The film is more than willing to acknowledge the unmistakable corruption of the trial. Sorkin cuts between images of cops’ testimony and scenes of their actual behavior the day of the riots that shows how shamelessly they lie, while the judge’s indiscretion gets so out of control that he begins to capriciously strike every bit of evidence and testimony that might exonerate the defendants from the record. But the film hits a wall when Sorkin’s natural inclination toward believing in the best of civil government rears its head in the form of Richard Schultz (Joseph Godron-Levitt), the prosecuting attorney. Schultz is personally given the case by John Mitchell (John Doman), Nixon’s attorney general and one of the most spectacular casualties of Watergate, only to immediately blanch that the man wants to charge them with violations of the Rap Brown Law, which this straight-laced, conservative district attorney replies is racist. In court, he becomes so appalled by the legal (and, eventually, physical) brutality inflicted upon Seale that he pressures the judge to cut him loose from the defendants, and even though the defense points out he’s doing so because Seale has been turned into a martyr, the film leads with Schultz’s nonpartisan morality.
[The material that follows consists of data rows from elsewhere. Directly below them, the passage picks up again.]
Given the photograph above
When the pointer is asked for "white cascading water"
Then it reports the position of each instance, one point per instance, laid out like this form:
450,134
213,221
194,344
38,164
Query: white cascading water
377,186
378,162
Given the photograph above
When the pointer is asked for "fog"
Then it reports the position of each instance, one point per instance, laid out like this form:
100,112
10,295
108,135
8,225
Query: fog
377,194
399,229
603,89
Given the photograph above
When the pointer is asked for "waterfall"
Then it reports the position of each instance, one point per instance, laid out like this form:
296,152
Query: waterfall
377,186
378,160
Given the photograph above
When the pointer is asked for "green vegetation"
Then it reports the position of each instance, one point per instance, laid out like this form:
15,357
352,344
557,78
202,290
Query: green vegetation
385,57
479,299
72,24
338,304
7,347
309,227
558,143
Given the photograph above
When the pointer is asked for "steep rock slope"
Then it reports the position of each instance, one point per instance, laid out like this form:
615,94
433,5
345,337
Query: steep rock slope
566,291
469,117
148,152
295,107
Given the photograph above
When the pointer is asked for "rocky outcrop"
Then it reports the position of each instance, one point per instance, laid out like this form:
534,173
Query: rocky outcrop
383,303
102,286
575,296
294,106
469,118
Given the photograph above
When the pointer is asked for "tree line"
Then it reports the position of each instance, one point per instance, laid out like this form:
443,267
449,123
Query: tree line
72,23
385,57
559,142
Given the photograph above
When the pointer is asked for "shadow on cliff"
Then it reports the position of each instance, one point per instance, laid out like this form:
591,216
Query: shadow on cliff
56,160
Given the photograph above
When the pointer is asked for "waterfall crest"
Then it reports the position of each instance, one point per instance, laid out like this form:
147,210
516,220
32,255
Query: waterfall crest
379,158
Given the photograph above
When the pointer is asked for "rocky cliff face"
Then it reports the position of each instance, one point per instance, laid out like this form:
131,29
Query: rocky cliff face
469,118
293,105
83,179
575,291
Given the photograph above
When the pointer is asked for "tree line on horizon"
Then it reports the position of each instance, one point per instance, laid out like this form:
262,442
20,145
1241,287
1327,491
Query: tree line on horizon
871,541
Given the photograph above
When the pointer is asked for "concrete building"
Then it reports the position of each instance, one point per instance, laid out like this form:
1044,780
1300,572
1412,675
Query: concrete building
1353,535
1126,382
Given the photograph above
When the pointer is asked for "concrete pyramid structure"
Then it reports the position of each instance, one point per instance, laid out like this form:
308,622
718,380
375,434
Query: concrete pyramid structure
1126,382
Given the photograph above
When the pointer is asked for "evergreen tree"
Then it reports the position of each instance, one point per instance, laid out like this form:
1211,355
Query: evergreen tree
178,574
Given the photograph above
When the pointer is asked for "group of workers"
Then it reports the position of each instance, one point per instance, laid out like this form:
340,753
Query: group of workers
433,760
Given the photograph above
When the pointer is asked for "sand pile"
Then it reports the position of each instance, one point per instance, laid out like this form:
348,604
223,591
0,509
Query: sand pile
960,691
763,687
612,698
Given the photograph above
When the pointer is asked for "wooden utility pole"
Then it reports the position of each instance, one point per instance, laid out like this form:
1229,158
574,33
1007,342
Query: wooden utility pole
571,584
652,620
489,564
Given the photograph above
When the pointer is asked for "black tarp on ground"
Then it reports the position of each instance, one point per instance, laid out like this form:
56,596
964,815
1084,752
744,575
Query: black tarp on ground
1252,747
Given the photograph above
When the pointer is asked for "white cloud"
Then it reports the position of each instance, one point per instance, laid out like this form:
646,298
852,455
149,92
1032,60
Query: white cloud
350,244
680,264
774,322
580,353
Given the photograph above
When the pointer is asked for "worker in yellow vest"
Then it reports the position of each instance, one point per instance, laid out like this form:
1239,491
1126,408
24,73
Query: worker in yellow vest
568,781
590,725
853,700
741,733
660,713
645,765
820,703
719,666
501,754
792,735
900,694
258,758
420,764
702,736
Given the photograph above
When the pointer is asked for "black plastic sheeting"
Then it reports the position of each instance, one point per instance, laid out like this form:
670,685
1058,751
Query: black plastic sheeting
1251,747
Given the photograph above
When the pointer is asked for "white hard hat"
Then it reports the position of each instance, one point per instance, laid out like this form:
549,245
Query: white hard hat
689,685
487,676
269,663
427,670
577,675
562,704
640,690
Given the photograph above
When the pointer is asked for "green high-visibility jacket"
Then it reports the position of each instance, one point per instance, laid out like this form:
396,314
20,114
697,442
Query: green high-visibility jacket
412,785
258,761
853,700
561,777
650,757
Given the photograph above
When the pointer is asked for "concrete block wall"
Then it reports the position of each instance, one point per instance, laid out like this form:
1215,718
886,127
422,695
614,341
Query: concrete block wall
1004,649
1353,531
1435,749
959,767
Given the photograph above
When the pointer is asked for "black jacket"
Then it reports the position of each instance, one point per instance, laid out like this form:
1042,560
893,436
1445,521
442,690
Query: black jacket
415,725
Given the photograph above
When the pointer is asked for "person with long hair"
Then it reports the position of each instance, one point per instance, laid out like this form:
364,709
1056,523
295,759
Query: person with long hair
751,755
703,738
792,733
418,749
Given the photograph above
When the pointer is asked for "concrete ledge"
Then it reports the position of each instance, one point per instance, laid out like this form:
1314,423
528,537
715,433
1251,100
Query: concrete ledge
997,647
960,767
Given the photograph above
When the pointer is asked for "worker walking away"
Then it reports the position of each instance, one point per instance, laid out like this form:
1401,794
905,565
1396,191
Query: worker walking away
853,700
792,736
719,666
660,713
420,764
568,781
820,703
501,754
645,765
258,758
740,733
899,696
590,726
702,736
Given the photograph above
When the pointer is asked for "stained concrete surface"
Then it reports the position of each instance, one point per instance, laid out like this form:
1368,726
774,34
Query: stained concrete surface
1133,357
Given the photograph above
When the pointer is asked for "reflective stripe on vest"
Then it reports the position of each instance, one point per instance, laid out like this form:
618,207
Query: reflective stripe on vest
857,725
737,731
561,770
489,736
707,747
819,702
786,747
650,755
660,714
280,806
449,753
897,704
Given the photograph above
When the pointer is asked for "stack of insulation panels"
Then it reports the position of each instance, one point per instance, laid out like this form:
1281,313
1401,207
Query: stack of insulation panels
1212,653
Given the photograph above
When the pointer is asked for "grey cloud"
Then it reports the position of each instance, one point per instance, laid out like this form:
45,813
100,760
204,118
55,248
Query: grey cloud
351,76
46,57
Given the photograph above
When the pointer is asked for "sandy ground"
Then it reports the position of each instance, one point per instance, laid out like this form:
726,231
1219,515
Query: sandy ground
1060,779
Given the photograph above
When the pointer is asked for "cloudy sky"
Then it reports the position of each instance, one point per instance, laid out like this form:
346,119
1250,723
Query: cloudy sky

This mitigated view of the nobility that could be wrung from attempting to steamroll some disconnected lefties prefigures a larger second-half shift to the internal dynamics among the Chicago Seven and a fierce debate between Hayden’s notion of pragmatic, electorally driven protest and the hippie culture espoused by Hoffman. It’s no secret on which side of the line Sorkin falls as Hayden tears into Hoffman for making gestures like unruly hair and giving flowers to soldiers the image of progressivism over “ideas,” though Hayden’s ideas are never really on display. Instead, the man becomes an empty signifier of working within the system to change it, a stance Sorkin continues to uncritically peddle as the nation has slipped decades backward over the years he’s been selling it.
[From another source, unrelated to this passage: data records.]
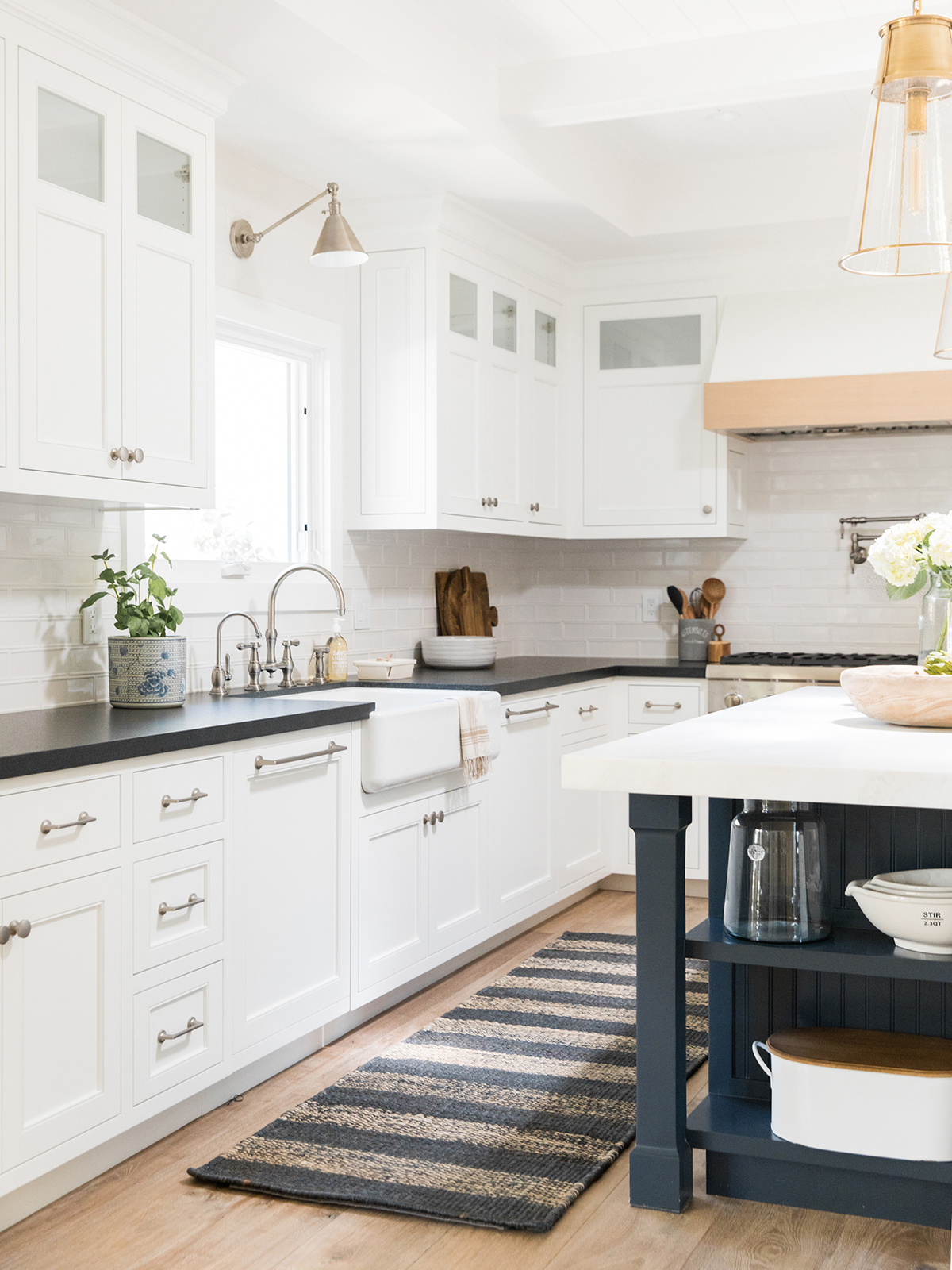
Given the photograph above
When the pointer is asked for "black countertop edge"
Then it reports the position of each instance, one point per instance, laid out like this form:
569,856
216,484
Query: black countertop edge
48,741
51,741
512,675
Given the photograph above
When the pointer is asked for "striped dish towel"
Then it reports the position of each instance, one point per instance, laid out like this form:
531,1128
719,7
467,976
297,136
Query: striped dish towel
474,738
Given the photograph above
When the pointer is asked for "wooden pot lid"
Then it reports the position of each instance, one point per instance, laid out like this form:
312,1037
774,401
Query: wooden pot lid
896,1053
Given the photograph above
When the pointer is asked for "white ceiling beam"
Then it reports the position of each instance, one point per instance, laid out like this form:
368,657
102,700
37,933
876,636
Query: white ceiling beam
406,44
701,74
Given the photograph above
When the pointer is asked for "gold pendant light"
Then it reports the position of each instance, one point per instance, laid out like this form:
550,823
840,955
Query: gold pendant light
900,220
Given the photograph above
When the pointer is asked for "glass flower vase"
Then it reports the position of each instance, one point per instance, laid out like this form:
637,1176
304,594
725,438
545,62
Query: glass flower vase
936,616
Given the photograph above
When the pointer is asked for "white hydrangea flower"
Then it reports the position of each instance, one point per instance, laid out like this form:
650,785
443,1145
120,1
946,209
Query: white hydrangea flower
895,554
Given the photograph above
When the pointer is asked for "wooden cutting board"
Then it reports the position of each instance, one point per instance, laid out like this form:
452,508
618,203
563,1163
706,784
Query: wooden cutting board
463,603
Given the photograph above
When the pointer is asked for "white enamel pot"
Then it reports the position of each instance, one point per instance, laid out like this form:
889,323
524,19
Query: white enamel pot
860,1111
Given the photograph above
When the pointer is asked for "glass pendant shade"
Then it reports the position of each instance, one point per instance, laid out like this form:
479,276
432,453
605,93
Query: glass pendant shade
338,245
943,341
900,222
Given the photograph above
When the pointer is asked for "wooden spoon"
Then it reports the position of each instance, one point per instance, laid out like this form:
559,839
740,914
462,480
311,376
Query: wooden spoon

All of this culminates in a final act that indulges the worst of Sorkin, much of it located in an appalling monologue in which Abbie Hoffman stands up for the institutions of American decency and blames the entire situation on bad apples manipulating otherwise good mechanisms of power. Sorkin, after laying bare how the system is designed to suppress dissent and protest with punishment, flinches at the conclusions gleaned from that honesty, and The Trial of the Chicago 7 ultimately retreats into his fantasy land, where the villains are so broad they can be seen from space and a final act of protest that is respectful yet full of conviction can so move the court that even the prosecution must acknowledge its power.

Aaron Sorkin’s retelling of a politically charged event is undone by sentimentality and rose-tinted optimism.